Penniless, they had to return to England cheaply and so they travelled on a boat along the Rhine. I discovered that there is an old Frankenstein Castle, near Gernsheim in Germany, where the alchemist Dippel lived, who was reputed to exhume bodies for anatomical research. The seed of inspiration for the novel’s title may have been planted there as the travellers passed close to the ruins.
Frankenstein Castle. I loved the way the leaves look like a bat!
On Lake Geneva, where Frankenstein was conceived in Byron’s villa as a result of a challenge to write a ghost story. The Villa Diodati is still there and overlooks the Lake as it would have in 1816. I had always been puzzled that it was July, when the driving rain and thunderstorms set the scene. Then I discovered that 1816 was known as The Year Without A Summer. Mount Tambora in Indonesia produced the the largest volcanic eruption in recorded history and Europe was blanketed in dust. People thought the end of the world had come.
Villa Diodati
My researches also took me to the Buckinghamshire village of Marlow, where they lived a happy year just after Claire gave birth to Byron’s baby, and where Mary and Shelley helped the poor lacemakers.
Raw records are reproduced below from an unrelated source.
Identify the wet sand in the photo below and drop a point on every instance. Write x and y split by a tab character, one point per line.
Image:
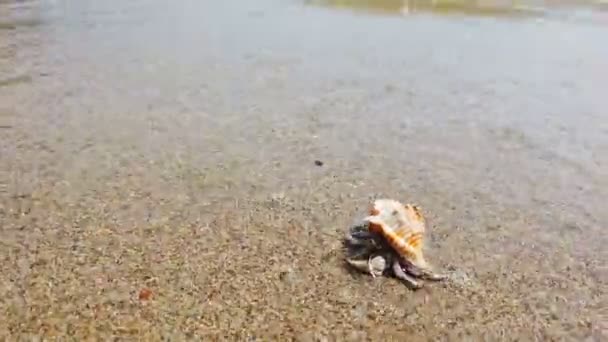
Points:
148	145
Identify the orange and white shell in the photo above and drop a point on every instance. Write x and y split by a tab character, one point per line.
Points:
403	227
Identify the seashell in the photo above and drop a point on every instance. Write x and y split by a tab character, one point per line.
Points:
402	226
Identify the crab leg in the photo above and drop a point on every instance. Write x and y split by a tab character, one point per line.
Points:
360	265
424	273
409	281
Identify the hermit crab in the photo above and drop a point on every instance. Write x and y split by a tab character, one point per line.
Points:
389	241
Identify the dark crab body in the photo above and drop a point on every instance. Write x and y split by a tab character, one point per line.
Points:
369	252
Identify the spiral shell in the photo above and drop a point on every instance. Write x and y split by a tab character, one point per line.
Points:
403	227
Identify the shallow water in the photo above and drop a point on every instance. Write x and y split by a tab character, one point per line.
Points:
173	146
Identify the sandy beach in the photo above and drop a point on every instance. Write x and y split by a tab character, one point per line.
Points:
160	174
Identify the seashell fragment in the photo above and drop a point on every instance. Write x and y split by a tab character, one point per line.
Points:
403	227
390	241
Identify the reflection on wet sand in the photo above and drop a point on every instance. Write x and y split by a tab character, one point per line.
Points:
492	8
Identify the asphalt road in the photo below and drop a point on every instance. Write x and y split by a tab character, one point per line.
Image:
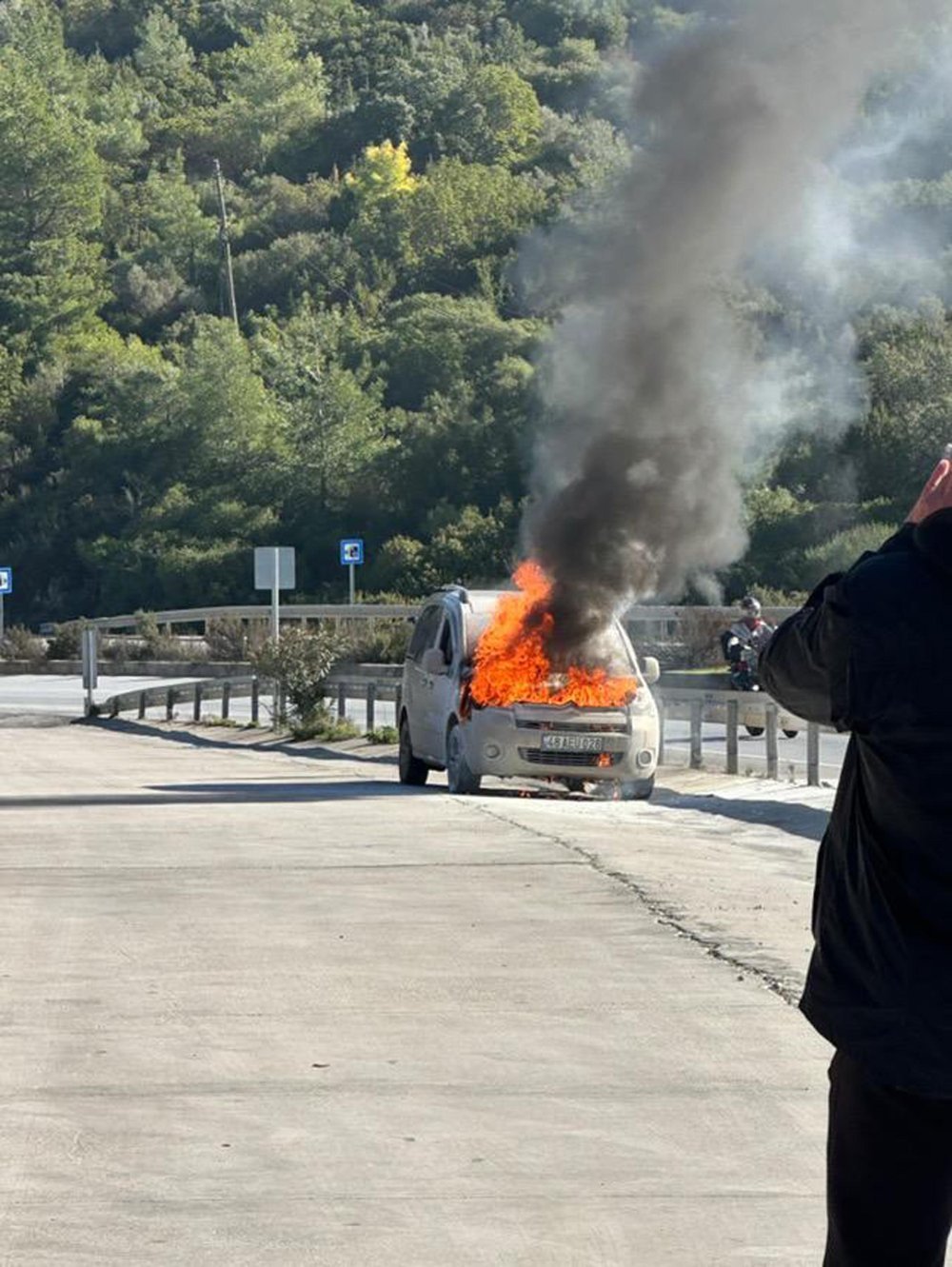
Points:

I visited many sites in Italy where they spent the last four years of their time together. In Pisa, in particular, they felt happy. They called it the Paradise of Exiles. When I was there I was surprised to discover that at that time they had camels pulling boats along the Arno, the wide river that runs through the city. Casa Magni, on the Gulg of Spezia is hard to imagine as the wild and isolated place of their last days.Now it is overrun with holiday makers, but there is till the verandah where Mary and Jane scanned the sea in hope that their men would return alive.
The Arno in Pisa. No camels now!
Author and guide, Maria, on the steps of Byron’s villa atMontenero
Casa Magni. It was one right on the sea shore
Another discovery was that Frankenstein was adapted for the stage several times in Mary’s lifetime. She seemed to feel no concern that they added music and meddled with the script. One production was so scary that women in the audience fainted.
I have loved every minute of the years I have spent with Mary Shelley and I hope that readers will, like me, see her as a complete person, flawed as well as favoured, applaud her courage and sympathise with her trials, as well as understanding something about life in the early nineteenth century.